When he couldn’t. Of course he couldn’t.
“Let’s get back to this latest incident two nights ago. I’m assuming you know the details.”
“I know the details because I know a thing or two about explosives,” Templeton said, which was agreeing without incriminating himself, as Kate was certain he knew. “And I tend to take a dim view of them being used in the place where I live. Call it a weird preference of mine if you want. So, yeah, I’m aware that some joker blew up a boat. Until your office called us, we figured it was the usual drunk nonsense. Because, let’s face it, out here it usually is.”
“Was it drunk nonsense that knocked your friend Rory on the head and left him tied up for a few hours last spring?”
“My recollection is that he fell.”
“That’s not even a good lie. A man like you can do better. I’m sure of it.”
“First, how can a recollection be a lie? You know what memories are like. So unreliable. And second, what do you mean by a man like me?”
Kate smiled. “This whole performance. Swaggering in late. Lounging around like you don’t have a care in the world. I understand why Alaska Force picked you to be their ambassador. You seem so friendly. So approachable, until a person realizes that it’s all a show. And I saw your face when you walked in the door. Before you started smiling so much. I think that’s probably a whole lot closer to the real Templeton Cross.”
She didn’t know when the tension between them had gotten so thick, but she didn’t do anything to break it. She waited, her gaze steady on his, to see what he would do.
To see who he was.
“I’m pretty sure there’s only one Templeton Cross,” he said after a beat, his voice a deep, amused rumble. “I don’t keep extra ones in a jar by the door.” He tapped a lazy finger on the table between them. Kate figured he was reminding her of his intense physicality, the way men often did. Though she didn’t usually feel it inside her, as if he’d stroked her with that finger. “Life isn’t a Beatles song, you know.”
“I read your military file, and what wasn’t classified made it pretty clear that you’re one of the most dangerous men alive today. And what I have to ask myself is why a man with your background would spend so much time trying to convince me that he’s a tabby cat.”
“A tabby cat? I can tell you with one hundred percent honesty that I have never attempted to act like a tabby cat in my entire life.”

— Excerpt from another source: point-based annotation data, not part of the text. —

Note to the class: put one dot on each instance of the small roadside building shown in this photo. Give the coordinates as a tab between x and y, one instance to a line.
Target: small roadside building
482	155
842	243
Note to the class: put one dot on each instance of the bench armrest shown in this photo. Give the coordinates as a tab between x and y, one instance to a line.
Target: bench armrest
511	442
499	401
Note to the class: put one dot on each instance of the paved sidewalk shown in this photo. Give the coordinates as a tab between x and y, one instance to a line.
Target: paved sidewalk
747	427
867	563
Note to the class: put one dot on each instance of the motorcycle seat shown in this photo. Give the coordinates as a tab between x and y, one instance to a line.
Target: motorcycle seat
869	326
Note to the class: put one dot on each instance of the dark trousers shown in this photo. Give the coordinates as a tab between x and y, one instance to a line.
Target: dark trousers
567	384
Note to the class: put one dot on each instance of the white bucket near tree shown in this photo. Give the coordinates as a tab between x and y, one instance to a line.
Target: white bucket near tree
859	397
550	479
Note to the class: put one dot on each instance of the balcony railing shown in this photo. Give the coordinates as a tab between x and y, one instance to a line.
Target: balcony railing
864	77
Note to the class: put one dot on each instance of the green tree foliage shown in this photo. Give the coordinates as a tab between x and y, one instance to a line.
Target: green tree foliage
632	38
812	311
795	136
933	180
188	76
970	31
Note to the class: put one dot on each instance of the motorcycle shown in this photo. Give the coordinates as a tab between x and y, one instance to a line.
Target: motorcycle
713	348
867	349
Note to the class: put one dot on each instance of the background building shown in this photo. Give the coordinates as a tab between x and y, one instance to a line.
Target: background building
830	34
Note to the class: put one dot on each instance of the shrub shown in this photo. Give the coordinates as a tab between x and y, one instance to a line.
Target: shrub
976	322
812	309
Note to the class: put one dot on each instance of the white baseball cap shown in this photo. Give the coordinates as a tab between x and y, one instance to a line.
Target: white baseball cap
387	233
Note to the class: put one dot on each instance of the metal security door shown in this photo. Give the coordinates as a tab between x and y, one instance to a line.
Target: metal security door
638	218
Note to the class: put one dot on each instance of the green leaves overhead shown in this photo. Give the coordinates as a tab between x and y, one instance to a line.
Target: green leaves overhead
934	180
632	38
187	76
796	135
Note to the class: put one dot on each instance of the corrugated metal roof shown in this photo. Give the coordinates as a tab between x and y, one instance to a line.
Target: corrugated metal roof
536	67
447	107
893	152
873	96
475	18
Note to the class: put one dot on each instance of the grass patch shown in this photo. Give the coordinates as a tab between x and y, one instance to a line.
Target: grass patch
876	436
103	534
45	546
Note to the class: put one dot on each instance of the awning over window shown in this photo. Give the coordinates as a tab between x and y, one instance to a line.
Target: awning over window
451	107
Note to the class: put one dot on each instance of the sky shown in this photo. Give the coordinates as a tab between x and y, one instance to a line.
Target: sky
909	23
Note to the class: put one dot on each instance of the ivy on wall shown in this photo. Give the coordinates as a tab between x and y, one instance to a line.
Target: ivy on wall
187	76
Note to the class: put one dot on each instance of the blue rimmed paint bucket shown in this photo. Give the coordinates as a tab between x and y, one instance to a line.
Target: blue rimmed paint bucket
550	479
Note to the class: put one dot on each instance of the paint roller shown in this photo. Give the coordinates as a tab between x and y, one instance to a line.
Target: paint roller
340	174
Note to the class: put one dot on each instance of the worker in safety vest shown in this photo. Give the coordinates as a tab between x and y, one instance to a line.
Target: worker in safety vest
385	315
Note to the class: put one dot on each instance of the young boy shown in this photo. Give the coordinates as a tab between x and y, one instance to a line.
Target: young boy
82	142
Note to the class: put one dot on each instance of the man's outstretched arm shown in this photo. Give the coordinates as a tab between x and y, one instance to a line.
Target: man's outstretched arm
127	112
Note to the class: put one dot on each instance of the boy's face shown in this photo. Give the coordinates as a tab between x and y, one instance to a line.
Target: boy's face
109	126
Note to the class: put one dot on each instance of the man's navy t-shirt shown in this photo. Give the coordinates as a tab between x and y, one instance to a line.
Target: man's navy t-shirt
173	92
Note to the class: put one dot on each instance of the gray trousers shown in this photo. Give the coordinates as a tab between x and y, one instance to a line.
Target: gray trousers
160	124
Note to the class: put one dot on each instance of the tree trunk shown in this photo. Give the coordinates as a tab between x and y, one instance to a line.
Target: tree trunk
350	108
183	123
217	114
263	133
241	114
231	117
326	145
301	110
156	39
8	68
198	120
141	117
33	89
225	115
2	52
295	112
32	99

“You’re only making this worse for yourself,” Kate said softly. “You’re making me wonder what you’re trying to hide. And when I start wondering about things, it tends to lead to investigations. And those investigations tend to lead to convictions. Incarcerations. You get where I’m going with this.”
“I can’t say I’m a big fan of cages. Or courtrooms.”
“Then I suggest you help me.”
“I’m nothing if not helpful.” His gaze got significantly more intense when he stopped smiling. “How about this? Alaska Force is being framed.”